Ashish Nandi, a capital market expert lamented, “Although crude oil is cheap in the world market, the price of petrol and diesel in the country may not be reduced by showing the dollar. All in all, there is a risk of increasing the trade deficit.” According to Rajendra Paramanik, professor of economics at IIT Patna, the cost of studying and traveling abroad is also increasing. In this case, too, demand will decrease by damaging the economy. Some claim that small and medium industries will also be in danger due to an increase in import costs.

Fear of falling money

• Even if the price of oil falls in the world market, India will not be able to take advantage of the decline in the currency.

• Import costs of all commodities, including oil, will rise. As a result, the price may rise further.

• The trade deficit will widen as import prices are much higher than exports.

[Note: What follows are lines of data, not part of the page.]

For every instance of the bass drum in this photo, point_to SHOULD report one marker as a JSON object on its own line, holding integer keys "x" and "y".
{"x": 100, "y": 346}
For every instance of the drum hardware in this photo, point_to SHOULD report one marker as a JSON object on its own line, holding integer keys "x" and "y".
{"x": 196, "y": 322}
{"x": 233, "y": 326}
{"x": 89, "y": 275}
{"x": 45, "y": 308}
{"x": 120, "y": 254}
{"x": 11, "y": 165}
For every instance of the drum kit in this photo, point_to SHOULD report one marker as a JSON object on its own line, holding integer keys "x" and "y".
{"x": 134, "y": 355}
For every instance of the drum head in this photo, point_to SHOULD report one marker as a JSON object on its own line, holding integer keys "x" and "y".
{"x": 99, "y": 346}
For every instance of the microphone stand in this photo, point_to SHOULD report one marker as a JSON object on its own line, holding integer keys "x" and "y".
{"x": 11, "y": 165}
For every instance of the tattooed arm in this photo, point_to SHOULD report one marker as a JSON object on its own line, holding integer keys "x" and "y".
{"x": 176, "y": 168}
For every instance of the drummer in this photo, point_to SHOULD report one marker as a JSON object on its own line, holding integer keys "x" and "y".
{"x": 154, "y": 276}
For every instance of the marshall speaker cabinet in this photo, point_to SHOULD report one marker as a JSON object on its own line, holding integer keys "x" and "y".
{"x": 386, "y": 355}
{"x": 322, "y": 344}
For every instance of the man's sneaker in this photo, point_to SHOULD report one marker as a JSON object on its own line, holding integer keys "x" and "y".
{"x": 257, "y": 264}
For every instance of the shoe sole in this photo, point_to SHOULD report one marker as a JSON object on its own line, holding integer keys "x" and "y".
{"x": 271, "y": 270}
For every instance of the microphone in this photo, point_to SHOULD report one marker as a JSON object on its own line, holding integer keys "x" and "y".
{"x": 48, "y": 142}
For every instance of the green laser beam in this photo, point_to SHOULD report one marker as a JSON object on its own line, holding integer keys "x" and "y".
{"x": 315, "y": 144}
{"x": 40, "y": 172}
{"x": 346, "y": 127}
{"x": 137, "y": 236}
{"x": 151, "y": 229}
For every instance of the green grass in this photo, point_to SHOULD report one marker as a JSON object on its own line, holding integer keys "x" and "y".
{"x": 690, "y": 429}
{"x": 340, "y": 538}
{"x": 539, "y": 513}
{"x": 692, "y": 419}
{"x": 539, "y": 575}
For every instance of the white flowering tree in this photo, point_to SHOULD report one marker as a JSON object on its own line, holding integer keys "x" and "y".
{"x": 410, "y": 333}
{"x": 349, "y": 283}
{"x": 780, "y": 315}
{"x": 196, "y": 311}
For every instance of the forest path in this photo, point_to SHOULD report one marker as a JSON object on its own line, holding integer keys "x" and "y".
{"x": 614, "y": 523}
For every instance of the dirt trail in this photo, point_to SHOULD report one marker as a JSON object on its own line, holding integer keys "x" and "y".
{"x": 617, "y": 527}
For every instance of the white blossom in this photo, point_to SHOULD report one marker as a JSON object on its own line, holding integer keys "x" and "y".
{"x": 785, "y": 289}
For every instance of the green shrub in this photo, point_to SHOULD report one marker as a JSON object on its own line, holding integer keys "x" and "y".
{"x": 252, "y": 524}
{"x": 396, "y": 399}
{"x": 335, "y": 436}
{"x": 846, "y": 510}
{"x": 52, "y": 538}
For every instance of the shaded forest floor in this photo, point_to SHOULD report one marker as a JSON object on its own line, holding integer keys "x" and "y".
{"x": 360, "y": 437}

• As the Reserve Bank releases dollars in the market to save money, foreign exchange reserves are decreasing.

• Due to inflation, higher interest rates will push up the demand for loans and increase their cost.

• The company’s investment interest will decrease.

• If the investment does not increase, the work will not be created. Which will not increase the demand.

Indian Finance Minister Nirmala Sitharaman said on September 24, “If any country’s currency holds its ground against the dollar and does not fluctuate, then it is the Indian rupee.”